De hecho, fue una operación de propaganda sofisticada que aumentó las sospechas de que el vicepresidente de Kenia estaba aliado con la China comunista. El IRD envió 80 ejemplares de su folleto a “grandes personalidades y prensa”, registró la SEU. Los periódicos de Kenia le dieron una cobertura masiva. Se pensaba que los ministros de Kenia estaban convencidos de que el folleto era genuino.

Refiriéndose al rival derechista de Odinga, Tom Mboya, John Rayner de SEU escribió: “Un informe secreto decía que Kenyatta había pensado que era obra de los chinos, que Mboya había considerado que Odinga lo había apagado y que Odinga había afirmó que era obra de la CIA”.

El Dr. Cullen dice: “Esto muestra claramente que Odinga era considerado la principal amenaza para los intereses británicos y hasta dónde estaban dispuestos a llegar los británicos para difamarlo”.

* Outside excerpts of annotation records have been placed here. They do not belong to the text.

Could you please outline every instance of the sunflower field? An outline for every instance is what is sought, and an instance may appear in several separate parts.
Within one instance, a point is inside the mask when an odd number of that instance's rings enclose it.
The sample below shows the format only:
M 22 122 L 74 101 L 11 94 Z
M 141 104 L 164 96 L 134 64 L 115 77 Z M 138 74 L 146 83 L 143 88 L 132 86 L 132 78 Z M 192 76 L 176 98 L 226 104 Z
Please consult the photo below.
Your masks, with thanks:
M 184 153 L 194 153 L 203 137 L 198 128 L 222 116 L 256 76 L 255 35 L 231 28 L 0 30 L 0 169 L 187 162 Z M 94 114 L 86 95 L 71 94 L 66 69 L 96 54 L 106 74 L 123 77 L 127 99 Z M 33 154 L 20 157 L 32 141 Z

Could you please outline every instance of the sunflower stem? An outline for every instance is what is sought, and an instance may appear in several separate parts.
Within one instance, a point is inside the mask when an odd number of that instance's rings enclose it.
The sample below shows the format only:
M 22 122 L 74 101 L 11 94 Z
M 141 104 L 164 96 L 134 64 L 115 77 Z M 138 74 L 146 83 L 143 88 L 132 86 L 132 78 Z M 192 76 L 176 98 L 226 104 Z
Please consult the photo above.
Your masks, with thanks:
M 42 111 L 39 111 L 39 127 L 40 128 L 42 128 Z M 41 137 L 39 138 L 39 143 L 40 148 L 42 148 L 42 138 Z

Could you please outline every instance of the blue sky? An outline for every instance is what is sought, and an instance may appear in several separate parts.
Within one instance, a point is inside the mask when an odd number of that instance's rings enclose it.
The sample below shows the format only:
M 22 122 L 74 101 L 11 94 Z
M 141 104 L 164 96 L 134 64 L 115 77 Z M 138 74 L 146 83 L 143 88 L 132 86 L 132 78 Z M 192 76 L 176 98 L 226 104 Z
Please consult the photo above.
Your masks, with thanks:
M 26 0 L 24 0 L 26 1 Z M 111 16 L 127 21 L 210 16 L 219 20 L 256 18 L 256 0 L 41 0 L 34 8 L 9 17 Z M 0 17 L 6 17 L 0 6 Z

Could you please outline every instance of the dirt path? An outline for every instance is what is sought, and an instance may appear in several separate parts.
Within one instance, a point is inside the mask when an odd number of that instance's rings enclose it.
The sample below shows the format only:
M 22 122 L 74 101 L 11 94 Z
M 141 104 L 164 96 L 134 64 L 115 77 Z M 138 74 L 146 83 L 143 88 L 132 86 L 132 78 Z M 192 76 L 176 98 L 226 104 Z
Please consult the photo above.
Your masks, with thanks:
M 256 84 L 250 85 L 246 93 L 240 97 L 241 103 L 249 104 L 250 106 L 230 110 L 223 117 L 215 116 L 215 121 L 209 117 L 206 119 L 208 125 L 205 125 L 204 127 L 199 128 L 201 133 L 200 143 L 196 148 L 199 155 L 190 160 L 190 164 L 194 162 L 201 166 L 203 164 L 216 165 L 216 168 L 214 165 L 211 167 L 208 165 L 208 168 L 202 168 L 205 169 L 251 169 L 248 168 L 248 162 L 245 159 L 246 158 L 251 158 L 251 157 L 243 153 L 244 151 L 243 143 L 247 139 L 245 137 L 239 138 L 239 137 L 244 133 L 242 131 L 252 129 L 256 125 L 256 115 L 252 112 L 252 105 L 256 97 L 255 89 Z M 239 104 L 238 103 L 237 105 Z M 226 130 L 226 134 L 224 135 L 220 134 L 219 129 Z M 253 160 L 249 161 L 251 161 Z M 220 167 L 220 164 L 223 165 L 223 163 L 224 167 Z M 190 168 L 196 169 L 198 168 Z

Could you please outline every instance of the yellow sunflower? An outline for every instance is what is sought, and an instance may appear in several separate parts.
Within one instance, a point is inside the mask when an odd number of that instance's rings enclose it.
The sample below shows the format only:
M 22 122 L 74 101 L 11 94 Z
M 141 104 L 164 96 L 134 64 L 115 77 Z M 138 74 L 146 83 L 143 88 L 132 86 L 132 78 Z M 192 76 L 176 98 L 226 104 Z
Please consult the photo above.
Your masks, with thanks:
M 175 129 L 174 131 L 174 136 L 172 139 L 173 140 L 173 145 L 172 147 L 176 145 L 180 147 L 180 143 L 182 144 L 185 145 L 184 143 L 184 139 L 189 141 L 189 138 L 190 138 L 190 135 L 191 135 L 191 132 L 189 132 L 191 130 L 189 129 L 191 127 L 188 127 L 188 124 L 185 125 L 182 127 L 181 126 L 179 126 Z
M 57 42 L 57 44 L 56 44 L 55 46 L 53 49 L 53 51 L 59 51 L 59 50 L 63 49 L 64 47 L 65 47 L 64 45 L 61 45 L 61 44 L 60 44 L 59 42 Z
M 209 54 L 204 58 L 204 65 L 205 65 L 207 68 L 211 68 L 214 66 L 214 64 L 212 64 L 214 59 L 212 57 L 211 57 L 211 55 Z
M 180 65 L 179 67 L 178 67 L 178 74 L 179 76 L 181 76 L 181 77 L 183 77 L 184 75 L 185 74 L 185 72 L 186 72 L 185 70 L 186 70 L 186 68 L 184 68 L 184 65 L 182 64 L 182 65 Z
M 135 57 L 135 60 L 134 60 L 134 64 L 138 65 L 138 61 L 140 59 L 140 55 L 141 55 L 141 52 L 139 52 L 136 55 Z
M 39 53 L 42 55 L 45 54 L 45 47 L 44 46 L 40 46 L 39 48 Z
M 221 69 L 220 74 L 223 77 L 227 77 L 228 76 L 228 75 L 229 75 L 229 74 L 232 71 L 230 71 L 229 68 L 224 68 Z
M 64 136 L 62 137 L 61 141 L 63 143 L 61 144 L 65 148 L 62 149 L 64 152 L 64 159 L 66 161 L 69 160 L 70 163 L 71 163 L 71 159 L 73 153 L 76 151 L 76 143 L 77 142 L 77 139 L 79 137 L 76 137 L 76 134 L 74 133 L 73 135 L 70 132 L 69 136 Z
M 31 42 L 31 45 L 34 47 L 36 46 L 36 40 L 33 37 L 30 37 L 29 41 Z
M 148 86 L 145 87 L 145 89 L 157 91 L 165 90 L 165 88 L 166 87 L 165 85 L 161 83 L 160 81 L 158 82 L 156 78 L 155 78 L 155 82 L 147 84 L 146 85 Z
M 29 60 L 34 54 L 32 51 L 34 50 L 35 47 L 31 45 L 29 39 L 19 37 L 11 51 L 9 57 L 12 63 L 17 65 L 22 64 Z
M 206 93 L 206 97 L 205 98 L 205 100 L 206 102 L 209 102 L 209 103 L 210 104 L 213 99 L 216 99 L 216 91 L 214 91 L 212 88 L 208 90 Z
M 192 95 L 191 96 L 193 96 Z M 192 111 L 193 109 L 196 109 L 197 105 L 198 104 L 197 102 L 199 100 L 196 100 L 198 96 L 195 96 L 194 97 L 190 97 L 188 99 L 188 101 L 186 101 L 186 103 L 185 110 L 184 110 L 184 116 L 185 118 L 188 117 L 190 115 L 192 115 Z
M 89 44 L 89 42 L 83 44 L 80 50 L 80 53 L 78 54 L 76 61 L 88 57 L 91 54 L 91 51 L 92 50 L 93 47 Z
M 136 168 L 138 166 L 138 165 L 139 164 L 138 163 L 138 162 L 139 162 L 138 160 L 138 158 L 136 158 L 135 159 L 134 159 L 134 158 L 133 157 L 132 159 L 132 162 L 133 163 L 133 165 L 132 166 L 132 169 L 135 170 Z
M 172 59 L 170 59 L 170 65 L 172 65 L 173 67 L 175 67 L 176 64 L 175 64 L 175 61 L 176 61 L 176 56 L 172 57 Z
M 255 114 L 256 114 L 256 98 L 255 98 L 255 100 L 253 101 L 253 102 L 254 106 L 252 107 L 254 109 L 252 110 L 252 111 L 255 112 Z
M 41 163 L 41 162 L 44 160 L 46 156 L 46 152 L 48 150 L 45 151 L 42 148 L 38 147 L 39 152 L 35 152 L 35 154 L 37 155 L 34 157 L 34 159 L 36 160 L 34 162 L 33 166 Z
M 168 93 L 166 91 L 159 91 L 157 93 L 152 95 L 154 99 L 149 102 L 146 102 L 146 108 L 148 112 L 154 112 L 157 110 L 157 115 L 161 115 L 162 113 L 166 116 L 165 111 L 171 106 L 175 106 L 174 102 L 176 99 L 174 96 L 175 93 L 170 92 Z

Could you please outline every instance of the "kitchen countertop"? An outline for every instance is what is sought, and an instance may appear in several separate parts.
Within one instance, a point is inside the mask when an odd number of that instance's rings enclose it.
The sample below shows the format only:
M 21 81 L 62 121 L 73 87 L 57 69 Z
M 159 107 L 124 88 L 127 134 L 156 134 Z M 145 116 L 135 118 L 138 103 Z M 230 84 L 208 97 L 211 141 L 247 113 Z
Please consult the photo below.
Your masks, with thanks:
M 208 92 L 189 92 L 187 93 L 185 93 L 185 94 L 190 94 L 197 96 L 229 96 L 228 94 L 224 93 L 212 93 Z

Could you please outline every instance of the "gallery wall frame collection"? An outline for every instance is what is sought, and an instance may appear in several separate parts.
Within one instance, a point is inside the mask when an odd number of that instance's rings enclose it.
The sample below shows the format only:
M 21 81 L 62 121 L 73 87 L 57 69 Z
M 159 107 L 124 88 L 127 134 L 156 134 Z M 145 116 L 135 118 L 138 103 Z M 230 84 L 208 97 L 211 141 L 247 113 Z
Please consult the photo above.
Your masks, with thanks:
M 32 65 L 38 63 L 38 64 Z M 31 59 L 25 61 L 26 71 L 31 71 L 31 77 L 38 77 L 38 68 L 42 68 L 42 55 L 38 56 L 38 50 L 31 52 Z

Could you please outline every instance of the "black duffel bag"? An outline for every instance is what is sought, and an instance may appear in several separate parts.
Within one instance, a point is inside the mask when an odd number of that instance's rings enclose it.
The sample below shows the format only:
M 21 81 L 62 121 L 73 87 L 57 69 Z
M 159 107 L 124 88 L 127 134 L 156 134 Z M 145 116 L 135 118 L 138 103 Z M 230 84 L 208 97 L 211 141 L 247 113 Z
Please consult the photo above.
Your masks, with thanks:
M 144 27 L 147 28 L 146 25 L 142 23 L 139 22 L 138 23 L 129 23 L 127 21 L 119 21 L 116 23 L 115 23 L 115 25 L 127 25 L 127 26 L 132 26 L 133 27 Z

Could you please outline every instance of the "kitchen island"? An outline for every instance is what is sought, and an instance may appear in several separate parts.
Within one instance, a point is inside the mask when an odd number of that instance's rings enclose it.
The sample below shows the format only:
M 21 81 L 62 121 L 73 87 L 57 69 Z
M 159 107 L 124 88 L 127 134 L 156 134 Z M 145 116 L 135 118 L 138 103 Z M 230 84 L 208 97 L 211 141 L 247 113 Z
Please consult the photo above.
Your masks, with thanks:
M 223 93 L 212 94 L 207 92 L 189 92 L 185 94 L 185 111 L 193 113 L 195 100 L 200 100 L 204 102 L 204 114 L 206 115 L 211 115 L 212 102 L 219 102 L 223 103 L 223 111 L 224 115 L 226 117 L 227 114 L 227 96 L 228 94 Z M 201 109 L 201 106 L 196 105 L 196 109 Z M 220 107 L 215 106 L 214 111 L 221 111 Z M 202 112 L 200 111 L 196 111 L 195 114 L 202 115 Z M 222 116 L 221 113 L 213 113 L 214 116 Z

Odinga sospechó que estaba siendo atacado. En 1964, se quejó públicamente de una “oleada de vilipendios y críticas fáciles” en la prensa británica. Escoger periódicos británicos, incluido el Telégrafocuyo corresponsal Odinga expulsó de Kenia cuatro meses después, se quejó de los informes que insinuaban que estaba conspirando contra Kenyatta.

“Los agentes de inteligencia británicos”, concluyó, fueron “sancionados por su gobierno para pasar información oficial a la llamada prensa ‘independiente’ de Fleet Street”.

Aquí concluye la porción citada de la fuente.